About

I’m not really a ‘destiny’ kind of person but in my more lyrical moments I can conjure a hand of destiny guiding me towards Autobiography of an Artificial Mind.

As an undergraduate at the University of Sussex, I specialised in Neurobiology but was also able to take a Philosophy of Psychology course in the Arts Faculty, taught by Maggie Boden, one of the early pioneers in artificial intelligence.

After graduating I became a research scientist in the emerging field of Applied Animal Ethology, which aimed to understand the behaviour of animals in their natural environment and apply it to enhance their existence in our human world. My own research focused on the welfare of animals, mostly farm animals but later extended to dogs and animals in zoos. This, at its heart, was all about trying to understand ‘other minds’. Do pigs need to walk and run and, therefore do they suffer if confined to a stall that prevents them from even turning around? Do chickens need to nest-build, dust-bathe and perch, all of which they will do every day, given the opportunity. And do they, therefore, suffer when housed in battery cages. These are hard questions to answer scientifically. They also crucially depend upon hard philosophical questions. Can an animal still suffer if it lacks sentience and has no reflective self-awareness of its suffering? Is it meaningful to talk of animals having rights or are these rights merely a projection of our own human duties?
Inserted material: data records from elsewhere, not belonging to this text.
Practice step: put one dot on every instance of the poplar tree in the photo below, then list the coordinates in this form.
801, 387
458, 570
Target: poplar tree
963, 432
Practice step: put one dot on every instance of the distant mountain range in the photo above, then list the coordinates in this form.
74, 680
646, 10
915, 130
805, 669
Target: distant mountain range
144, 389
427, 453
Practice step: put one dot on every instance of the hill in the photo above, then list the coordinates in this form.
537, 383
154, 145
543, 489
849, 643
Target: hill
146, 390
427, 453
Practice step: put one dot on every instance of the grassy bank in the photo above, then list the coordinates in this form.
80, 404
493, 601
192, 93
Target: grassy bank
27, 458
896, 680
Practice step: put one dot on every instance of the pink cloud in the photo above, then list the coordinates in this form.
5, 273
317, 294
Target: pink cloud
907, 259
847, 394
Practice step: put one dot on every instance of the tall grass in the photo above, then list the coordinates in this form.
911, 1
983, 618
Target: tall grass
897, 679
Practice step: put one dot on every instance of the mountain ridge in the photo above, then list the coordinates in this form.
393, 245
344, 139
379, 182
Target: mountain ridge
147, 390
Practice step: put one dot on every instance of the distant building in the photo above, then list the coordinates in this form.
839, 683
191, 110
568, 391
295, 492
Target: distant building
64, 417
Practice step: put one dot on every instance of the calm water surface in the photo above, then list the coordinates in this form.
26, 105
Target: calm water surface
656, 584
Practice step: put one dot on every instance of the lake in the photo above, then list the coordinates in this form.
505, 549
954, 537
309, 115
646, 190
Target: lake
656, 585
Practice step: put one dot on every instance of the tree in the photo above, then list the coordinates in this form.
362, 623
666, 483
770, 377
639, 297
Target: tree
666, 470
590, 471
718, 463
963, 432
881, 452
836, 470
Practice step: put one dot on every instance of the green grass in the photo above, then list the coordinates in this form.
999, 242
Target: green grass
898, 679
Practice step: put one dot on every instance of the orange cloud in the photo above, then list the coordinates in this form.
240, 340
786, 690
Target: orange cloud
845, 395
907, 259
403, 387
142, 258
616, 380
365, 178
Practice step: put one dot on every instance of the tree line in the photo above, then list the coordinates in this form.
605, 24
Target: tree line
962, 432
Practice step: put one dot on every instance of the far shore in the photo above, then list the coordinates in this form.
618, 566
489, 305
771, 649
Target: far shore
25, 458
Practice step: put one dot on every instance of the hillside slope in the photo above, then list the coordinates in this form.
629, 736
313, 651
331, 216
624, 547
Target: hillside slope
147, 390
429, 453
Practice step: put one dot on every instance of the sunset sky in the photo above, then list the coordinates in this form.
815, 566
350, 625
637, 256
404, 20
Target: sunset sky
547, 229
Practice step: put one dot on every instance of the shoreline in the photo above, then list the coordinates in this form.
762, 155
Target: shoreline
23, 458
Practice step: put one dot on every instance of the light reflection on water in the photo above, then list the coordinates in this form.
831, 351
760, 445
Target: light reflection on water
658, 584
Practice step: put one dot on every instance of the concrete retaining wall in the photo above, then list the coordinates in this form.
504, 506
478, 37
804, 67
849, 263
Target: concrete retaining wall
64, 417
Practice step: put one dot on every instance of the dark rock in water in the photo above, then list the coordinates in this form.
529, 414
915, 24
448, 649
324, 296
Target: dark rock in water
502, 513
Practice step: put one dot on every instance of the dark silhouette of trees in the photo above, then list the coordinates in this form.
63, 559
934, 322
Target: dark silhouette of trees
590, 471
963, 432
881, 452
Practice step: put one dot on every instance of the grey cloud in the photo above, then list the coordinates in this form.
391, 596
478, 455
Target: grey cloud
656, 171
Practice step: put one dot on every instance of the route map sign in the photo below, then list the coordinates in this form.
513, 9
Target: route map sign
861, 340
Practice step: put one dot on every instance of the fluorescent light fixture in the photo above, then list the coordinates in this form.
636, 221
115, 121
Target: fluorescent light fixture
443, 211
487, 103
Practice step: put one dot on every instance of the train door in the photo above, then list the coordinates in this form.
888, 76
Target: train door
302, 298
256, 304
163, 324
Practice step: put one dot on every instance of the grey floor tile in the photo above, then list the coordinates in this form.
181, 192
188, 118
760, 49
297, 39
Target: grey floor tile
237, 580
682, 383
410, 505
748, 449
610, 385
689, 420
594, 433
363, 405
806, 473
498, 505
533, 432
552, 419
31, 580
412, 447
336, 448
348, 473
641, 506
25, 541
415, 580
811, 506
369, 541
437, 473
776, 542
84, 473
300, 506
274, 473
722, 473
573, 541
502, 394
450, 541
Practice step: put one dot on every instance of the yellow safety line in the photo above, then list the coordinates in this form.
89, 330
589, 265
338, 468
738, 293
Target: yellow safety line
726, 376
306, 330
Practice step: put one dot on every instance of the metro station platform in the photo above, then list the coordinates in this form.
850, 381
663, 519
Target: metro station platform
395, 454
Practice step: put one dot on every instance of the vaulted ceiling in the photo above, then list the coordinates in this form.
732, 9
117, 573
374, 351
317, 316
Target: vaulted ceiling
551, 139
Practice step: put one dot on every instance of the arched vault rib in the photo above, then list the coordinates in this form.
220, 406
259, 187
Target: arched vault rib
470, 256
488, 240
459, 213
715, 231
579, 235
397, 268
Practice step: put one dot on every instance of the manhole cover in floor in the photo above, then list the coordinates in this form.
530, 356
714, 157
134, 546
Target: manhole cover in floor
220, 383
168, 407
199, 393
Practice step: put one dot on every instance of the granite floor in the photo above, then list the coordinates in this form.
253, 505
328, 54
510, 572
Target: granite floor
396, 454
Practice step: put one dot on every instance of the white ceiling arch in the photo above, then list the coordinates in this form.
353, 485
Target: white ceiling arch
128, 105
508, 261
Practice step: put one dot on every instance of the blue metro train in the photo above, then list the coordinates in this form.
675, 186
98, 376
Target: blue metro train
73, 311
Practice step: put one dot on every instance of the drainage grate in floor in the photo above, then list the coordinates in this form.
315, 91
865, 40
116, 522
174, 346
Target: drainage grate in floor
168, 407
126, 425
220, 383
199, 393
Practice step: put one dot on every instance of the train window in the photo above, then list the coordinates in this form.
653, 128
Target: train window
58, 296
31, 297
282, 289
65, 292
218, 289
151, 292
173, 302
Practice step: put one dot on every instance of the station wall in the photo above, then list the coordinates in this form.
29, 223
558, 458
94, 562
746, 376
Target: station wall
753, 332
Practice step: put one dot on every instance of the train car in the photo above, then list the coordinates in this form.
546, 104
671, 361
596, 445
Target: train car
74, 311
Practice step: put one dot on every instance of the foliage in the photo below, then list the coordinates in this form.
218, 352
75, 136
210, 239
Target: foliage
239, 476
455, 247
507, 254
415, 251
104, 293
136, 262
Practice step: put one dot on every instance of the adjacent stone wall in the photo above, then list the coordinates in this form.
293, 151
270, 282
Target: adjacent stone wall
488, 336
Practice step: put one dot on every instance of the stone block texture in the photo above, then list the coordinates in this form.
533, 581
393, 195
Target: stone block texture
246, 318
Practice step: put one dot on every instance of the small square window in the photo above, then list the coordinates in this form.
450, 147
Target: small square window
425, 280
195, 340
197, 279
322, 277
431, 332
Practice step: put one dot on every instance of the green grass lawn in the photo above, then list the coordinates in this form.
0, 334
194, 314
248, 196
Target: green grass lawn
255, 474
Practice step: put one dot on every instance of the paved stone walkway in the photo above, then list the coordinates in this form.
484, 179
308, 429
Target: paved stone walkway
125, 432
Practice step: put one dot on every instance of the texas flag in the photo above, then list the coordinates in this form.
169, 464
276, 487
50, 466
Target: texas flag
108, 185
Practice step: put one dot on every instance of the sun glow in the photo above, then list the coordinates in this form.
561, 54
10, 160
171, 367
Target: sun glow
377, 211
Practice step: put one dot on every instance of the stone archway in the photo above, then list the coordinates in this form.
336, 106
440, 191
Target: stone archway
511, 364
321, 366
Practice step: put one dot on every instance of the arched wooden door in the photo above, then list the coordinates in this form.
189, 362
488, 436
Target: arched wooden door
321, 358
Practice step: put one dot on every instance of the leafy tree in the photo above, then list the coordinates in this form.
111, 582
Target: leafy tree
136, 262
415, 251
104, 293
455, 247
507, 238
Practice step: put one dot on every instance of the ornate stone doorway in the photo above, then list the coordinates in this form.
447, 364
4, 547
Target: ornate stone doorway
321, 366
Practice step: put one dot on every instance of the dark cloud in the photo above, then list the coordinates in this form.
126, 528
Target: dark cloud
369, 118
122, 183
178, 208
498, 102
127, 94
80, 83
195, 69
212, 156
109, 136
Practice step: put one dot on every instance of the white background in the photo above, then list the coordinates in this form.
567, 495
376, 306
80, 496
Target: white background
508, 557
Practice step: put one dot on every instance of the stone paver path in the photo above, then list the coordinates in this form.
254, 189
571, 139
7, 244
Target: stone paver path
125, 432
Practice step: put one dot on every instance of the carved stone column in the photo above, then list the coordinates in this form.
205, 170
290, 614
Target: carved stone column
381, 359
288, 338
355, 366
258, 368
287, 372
I then spent five years at Brunel University, running a small research unit called the Design Research Centre. Our neighbour at Brunel was another small research unit studying Artificial Neural Networks – computers designed to behave like brain networks. Whilst we never did any work together, I was intrigued to discover that the artificial intelligence I had learned about at the University of Sussex was moving in a decidedly biological direction.

Since 2001, I have worked as an independent consultant. To begin with I played ‘the voice of the customer’, helping big businesses to understand customer needs in e-commerce sites and in businesses seeking to optimise customer acquisition, customer conversion and customer retention. This inevitably drew me in to the burgeoning trend for organisations to digitally transform and this, in turn moved me towards strategy work, which is where my current consultancy business is focused.

I have worked with many of the world’s biggest brands (e.g. Cisco, HSBC, Google, Lilly, Sony Playstation) and few of the most innovative tech start-ups (e.g. Ometria), as well as Universities and charities.

I have published several books (see my Amazon page), the most recent of which was back where I started – studying AI. The book is called AI-Augmented Decisions: A Practical Guide.